Bis heute ist Gründerin Nora Kubitza fester Bestandteil des Kiddi Car Teams. Nach dem Tod ihres Mannes im Jahr 2016 übernahm sie einige seiner Aufgaben. Sie ist „das Herz und die Seele des Unternehmens“, sagt ihr Sohn Bastian Kubitza, und erledigt neben der Organisation von Kindergeburtstagen in der Freizeitstätte auch Büroarbeiten.

Für Bastian Kubitza ist es selbstverständlich, den Freizeitpark seiner Eltern weiter zu führen. Der gelernte Fitnessökonom sagt, er sei seit seinem 12. Lebensjahr fast täglich zum Training seiner Eltern gegangen und dort aufgewachsen. Als junger Arbeiter und Basketballtrainer hatte er auch Erfahrung in der Arbeit mit Kindergruppen. Er will den Kinderverkehrs-Übungsplatz noch mindestens 25 Jahre weiterbetreiben, denn „die leuchtenden Augen der Kinder nach der Fahrt“ und ihre Entwicklung im Straßenverkehr bestätigen die Arbeit des Teams.

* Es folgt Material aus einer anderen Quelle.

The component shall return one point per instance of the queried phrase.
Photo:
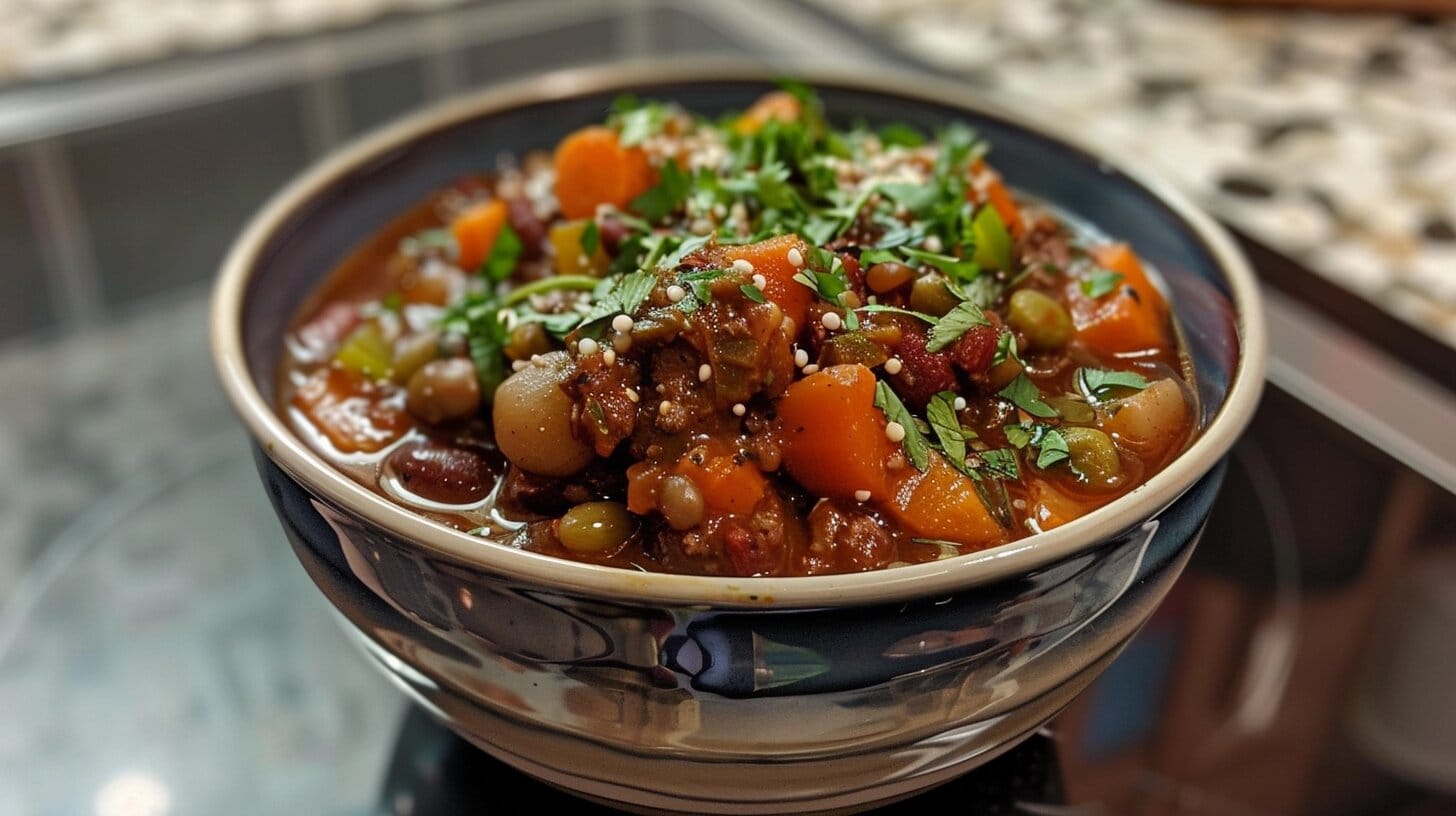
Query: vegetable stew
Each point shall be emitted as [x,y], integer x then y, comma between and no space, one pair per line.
[752,346]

Trainingsfahrten stellen die Mitarbeiter immer vor kleine Herausforderungen: „Man kann sagen, dass Kinder heute weniger motorisiert sind als noch vor zehn Jahren“, sagt Bastian Kubitza. Das Üben von Spaziergängen in einer geschützten Umgebung ist daher für Kinder umso wichtiger. Dies macht sich besonders beim Fahren in Elektrofahrzeugen bemerkbar. „Auf diesem Platz gibt es fast nichts, was noch nie jemand betreten hat“, sagt Mitarbeiter Patrick Weber (27) lachend. In all den 25 Jahren gab es jedoch noch nie ernsthafte Verletzungen.

“Das Schlimmste ist ein verletztes Knie, wenn Kinder zu schnell für Autos rennen”, sagt Kubitza. Kinder werden in Fahrzeugen mit Dreipunktgurten und Quads mit Helmen angeschnallt und stehen unter ständiger Überwachung. Zur Vorbereitung auf Notfälle plant das Team von Kiddi-Car gemeinsam mit dem Bayerischen Roten Kreuz einen Erste-Hilfe-Kurs für Kinder, in dem Kindern zum Beispiel die Wundversorgung oder der Notruf erklärt wird.

Die Einrichtung ist ganzjährig an Wochenenden und Feiertagen und in den Schulferien täglich von 14 bis 18 Uhr geöffnet. Firmenevents und Geburtstagsfeiern können nach Vereinbarung arrangiert werden.